Maybe Not Closely Enough

I am feeding the cows on the knoll behind the barn in order to distribute seed and manure across the deficient pasture. Because this is where I leave their hay, this is where they congregate, and this is where I walk every morning to collect Pip for milking. I enjoy climbing the hill; it’s just high and steep enough to demand something of me, and I like the pressurized feel of blood pushing through my veins, the sound in my ears the steady thumpitythump of my laboring heart.

At the hill’s apex I look down onto the village: The town hall, an old church, a single residence. A line of mother maples aside the road. Beyond that, sloping hayfield and more forest.

This morning it was snowing as it had for half the night, and snow had accumulated atop the cows’ backs. I straddled their spines with fore and middle fingers, then ran my fingers from neck to base of tail and back again, leaving cow-colored stripes in the snow. I did this for no other reason than it felt good to do so, and maybe because it forestalled the journey back down the hill, where mundane tasks awaited me: The remainder of chores, finish installing the snowplow on the truck, a trip to Willey’s Hardware for finish nails. Work.

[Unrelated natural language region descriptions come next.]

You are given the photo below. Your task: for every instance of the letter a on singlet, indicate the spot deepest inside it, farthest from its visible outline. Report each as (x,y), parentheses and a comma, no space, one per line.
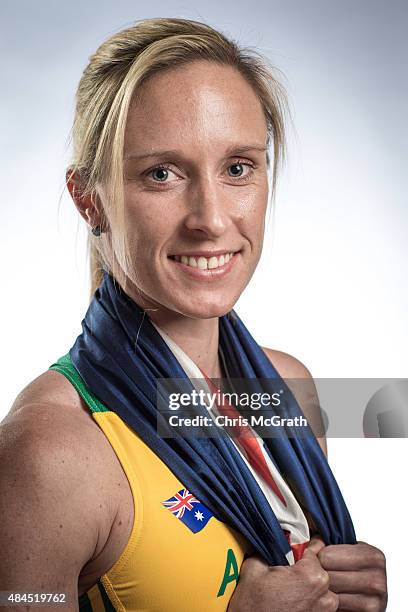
(230,573)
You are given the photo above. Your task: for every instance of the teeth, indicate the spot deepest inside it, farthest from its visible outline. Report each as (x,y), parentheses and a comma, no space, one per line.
(204,263)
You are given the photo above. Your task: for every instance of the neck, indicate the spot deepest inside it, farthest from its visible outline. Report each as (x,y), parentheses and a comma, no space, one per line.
(198,338)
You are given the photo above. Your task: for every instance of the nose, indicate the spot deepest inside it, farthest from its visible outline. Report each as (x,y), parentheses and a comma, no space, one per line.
(209,209)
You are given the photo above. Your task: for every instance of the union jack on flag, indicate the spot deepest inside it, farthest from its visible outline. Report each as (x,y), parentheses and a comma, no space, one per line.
(188,509)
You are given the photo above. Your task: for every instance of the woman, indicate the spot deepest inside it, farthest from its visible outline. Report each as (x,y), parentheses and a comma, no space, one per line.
(110,510)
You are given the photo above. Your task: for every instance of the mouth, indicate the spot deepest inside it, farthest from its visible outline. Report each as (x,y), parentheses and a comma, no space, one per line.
(204,264)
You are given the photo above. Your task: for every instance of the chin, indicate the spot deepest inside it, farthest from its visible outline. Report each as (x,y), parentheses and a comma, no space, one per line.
(206,309)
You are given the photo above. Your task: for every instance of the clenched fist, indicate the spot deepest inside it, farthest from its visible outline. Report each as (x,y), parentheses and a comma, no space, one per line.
(303,587)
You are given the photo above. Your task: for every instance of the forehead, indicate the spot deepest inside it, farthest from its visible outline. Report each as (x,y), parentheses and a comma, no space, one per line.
(196,106)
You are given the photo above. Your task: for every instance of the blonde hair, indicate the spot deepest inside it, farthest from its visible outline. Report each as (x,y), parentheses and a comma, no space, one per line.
(114,73)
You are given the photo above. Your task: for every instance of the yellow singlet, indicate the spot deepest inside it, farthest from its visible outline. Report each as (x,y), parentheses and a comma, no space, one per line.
(165,566)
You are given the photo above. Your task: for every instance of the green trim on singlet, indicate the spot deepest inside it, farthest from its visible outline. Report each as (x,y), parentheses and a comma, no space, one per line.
(65,366)
(84,603)
(105,598)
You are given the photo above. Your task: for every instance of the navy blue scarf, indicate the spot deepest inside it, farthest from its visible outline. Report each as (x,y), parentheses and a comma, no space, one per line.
(120,355)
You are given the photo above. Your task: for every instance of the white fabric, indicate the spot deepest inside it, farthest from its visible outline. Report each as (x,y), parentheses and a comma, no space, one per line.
(291,516)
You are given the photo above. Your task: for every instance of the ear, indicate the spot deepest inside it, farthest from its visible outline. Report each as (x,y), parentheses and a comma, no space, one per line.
(88,205)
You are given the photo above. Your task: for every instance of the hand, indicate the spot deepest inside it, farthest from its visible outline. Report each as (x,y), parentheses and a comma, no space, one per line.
(357,573)
(303,587)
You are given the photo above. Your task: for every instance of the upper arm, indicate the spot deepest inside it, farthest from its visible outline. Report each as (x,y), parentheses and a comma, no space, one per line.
(47,532)
(301,384)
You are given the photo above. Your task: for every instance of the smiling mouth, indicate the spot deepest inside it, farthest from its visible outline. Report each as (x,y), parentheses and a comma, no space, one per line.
(202,262)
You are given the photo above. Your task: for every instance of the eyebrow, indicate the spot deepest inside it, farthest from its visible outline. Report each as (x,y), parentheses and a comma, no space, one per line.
(237,149)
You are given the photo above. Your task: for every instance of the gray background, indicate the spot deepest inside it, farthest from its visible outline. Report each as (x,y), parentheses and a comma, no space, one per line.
(331,286)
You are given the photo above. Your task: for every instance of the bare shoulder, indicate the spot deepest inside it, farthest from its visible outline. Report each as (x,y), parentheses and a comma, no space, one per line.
(287,365)
(300,382)
(56,477)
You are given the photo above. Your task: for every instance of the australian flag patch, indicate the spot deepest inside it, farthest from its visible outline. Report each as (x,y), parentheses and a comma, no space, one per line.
(188,510)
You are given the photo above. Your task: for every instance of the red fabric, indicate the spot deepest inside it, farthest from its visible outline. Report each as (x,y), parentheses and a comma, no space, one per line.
(248,442)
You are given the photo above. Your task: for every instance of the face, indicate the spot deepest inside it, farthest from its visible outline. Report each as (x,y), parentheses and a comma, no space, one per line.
(196,189)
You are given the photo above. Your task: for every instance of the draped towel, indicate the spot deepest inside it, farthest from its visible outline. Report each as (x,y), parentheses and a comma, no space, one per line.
(120,355)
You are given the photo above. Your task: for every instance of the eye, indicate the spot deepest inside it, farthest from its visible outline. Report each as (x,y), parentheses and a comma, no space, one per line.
(238,168)
(159,173)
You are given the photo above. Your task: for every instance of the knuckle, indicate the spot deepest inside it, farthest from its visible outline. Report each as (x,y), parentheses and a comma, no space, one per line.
(332,601)
(379,558)
(320,579)
(372,605)
(379,585)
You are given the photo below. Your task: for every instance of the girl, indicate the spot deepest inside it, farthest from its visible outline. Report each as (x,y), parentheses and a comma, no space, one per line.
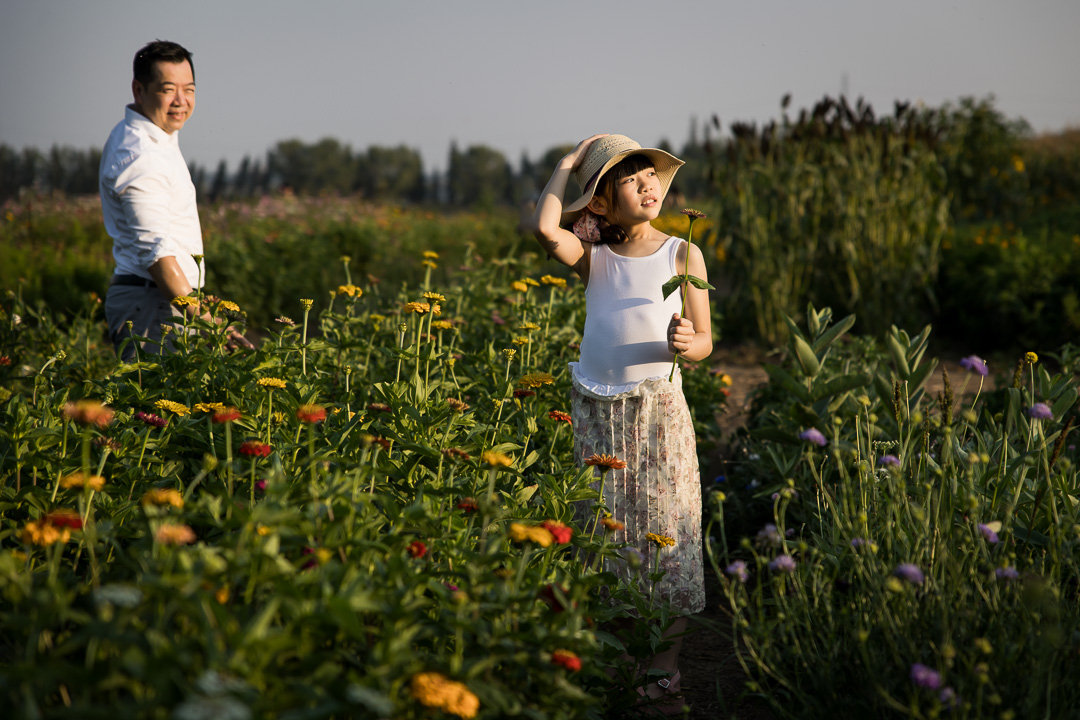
(622,402)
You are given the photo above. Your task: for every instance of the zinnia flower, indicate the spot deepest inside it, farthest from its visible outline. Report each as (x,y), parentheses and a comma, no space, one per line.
(782,564)
(974,364)
(558,416)
(175,534)
(178,408)
(95,483)
(227,415)
(311,413)
(567,660)
(926,677)
(89,412)
(660,541)
(909,572)
(561,532)
(535,380)
(738,570)
(437,691)
(605,462)
(255,449)
(532,533)
(162,497)
(1040,411)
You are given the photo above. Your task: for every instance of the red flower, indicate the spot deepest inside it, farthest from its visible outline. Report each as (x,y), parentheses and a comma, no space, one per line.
(65,518)
(567,660)
(561,417)
(227,415)
(561,532)
(255,449)
(311,413)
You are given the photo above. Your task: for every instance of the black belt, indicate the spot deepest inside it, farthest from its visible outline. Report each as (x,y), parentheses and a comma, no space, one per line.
(134,281)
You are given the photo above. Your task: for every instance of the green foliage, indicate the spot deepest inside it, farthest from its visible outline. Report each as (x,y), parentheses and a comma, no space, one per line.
(939,532)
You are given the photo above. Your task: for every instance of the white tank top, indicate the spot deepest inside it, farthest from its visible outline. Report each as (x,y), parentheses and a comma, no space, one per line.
(626,318)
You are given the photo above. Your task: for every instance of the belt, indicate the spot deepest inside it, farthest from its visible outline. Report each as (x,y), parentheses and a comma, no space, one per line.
(134,281)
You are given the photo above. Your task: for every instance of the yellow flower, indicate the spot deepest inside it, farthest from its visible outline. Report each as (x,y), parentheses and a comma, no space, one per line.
(660,541)
(435,690)
(95,483)
(161,497)
(532,533)
(171,533)
(173,407)
(536,380)
(43,533)
(554,282)
(496,459)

Pip started down the hill first, and I followed, the view of town slowly diminishing as we dropped, until I had no reason to train my eyes to anything but the hoof-worn path before me. My heart getting quieter, but I listened to it anyway. Maybe too closely. Maybe not closely enough. The air cold and full in my chest.



I am Lucky to Have Come This Way

P1010940On a gravel road I frequent, someone has left pumpkins, placed them carefully along the shoulder at intervals just distant enough from one another that by the time I happen upon the next, I’ve nearly forgotten about the last. The pleasure I derive from the them is amplified by the knowledge that someone thought to do this, because I can think of no other reason for placing pumpkins by the side of the road if not to tickle the fancy of passersby, and therefore it seems to me an act of kindness and generosity of the purest sort, with no chance for recognition or reciprocity.

Shortly after the last pumpkin I pass a lake, now frozen over, the ice covered by a dusting of new-fallen snow. A yellow dog is running across the frozen water, tail and head high, no human in sight. Just the dog, the snow-covered ice, the orange orb of that final pumpkin disappearing into the rear view mirror, and I know that I am lucky to have come this way.

It is almost the end of another year, and I would like to thank you for reading here. Thank you.